The body of man appears to him natural if his belief of it be material, spiritual if his belief of it be spiritual. "The flesh profiteth nothing," it is but a picture in the thought of man; and if man ever dies, that is, if he ever "leaves the body," he has not yet received the truth in its entirety. The perception of the truth of the body, not passively but actively, must necessarily mean its transition from mortal sight. Man can never see beyond his own concepts; his range of vision is always confined within them. Faith is an active power, which de-materializes the material concept and transmutes it into the spiritual. It is the leaven which changes the composition of thought entirely.

Elisha walks the way of his master; neither is he a citizen of this three dimensional world, he lives in freedom above its confines. He too can part the waters, make the iron swim, raise the dead. The army of the Syrian King sent to capture him he can regard with fearlessness: "More are they that be with us than they that be against us." And the shining hosts invisible to mortal sense are clearly visible to him and fill the mountains about him.

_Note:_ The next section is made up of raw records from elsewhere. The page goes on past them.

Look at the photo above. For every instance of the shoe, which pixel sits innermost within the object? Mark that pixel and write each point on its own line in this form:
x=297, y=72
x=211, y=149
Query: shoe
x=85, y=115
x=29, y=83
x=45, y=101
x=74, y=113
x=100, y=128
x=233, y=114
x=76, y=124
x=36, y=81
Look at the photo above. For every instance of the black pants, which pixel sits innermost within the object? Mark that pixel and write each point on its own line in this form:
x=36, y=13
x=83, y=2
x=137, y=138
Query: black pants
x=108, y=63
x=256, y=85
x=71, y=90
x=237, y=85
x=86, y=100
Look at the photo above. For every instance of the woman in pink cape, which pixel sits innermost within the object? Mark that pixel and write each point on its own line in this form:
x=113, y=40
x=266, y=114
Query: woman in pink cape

He who believes "this world" to be real has not had Cosmic Vision, and is not in a world at all; he is in his sense beliefs of a world. He who will receive the testimony of those who do see and prays to Bartimeus, "Lord, that I may receive my sight," will receive it. The believing heart will receive the seeing eye, and the hearing ear that receives into consciousness the world eternally existent in divine Mind, without variableness or shadow of turning.

Cosmic Vision sees the Real; it looks through the material as with the X-rays we look through seemingly solid walls. To spiritual vision there is nothing solid in the material world; but behind everything visible is the substance of Spirit, the Real, of which mortal sight sees but its semblence, its concept of it.

Out on the mountain of Horeb with Elijah; or in the forests of Dothan with Elisha, in my home or your home, be it Calcutta, London, Denver or Seattle, the shining ones are encamped around us; and if we do not see them we are accursed, and walk into the pit of mortality; if we do see them we walk free on the King’s Highway of spiritual Reality, and material conditions are entirely subject to us.